Thailand’s economy is projected to be 3.1% in 2016 and 3.2% in 2017, compared to 2.8% last year.
- Recovering private consumption and public spending are key drivers of growth in 2016.
- Tourism received a boost with tourist arrivals increasing by 13.1%, mostly from China.
- Agriculture rebounded and turned positive at 0.9% after recovering from a long and severe drought.
- Successful implementation of large public infrastructure projects (dual track rail and rail upgrading nationwide) in 2017 would help crowd in private investment and contribute to a more positive outlook.
- Temporary slowdown and postponement of economic activities during the period of mourning after the passing of His Majesty the King is offset by holiday tax breaks on shopping and domestic tourism at the end of the year.

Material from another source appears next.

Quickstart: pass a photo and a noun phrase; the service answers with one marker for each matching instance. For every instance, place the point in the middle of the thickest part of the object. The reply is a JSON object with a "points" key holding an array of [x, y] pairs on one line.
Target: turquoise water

- Thailand faces headwinds from uncertain economic prospects in the euro area following Brexit and U.S. elections.
- The government’s continued commitment to implementing structural reforms is critical to raising the long-term growth path beyond 4%.
The service sector can serve as a new driver of growth to help Thailand achieve high income status and create new job opportunities.
- The service sector employs as many as 40% of the work force and produces 50% of GDP. In comparison, the manufacturing sector employs only 15% of the work force and produces as much as 35% of GDP.
- The service sector lags behind manufacturing productivity by 30%.
- Thailand has a more restricted service market than ASEAN peers and other regions. Some services are also more protected from foreign and domestic competition, in particular professional services and those provided by many state enterprises.
- Thailand has considerable potential to strengthen services, increase productivity and innovations in services if it can provide a supportive regulatory environment for doing business, greater competition, and deeper trade integration through implementation of ASEAN Economic Community commitments and free trade agreements.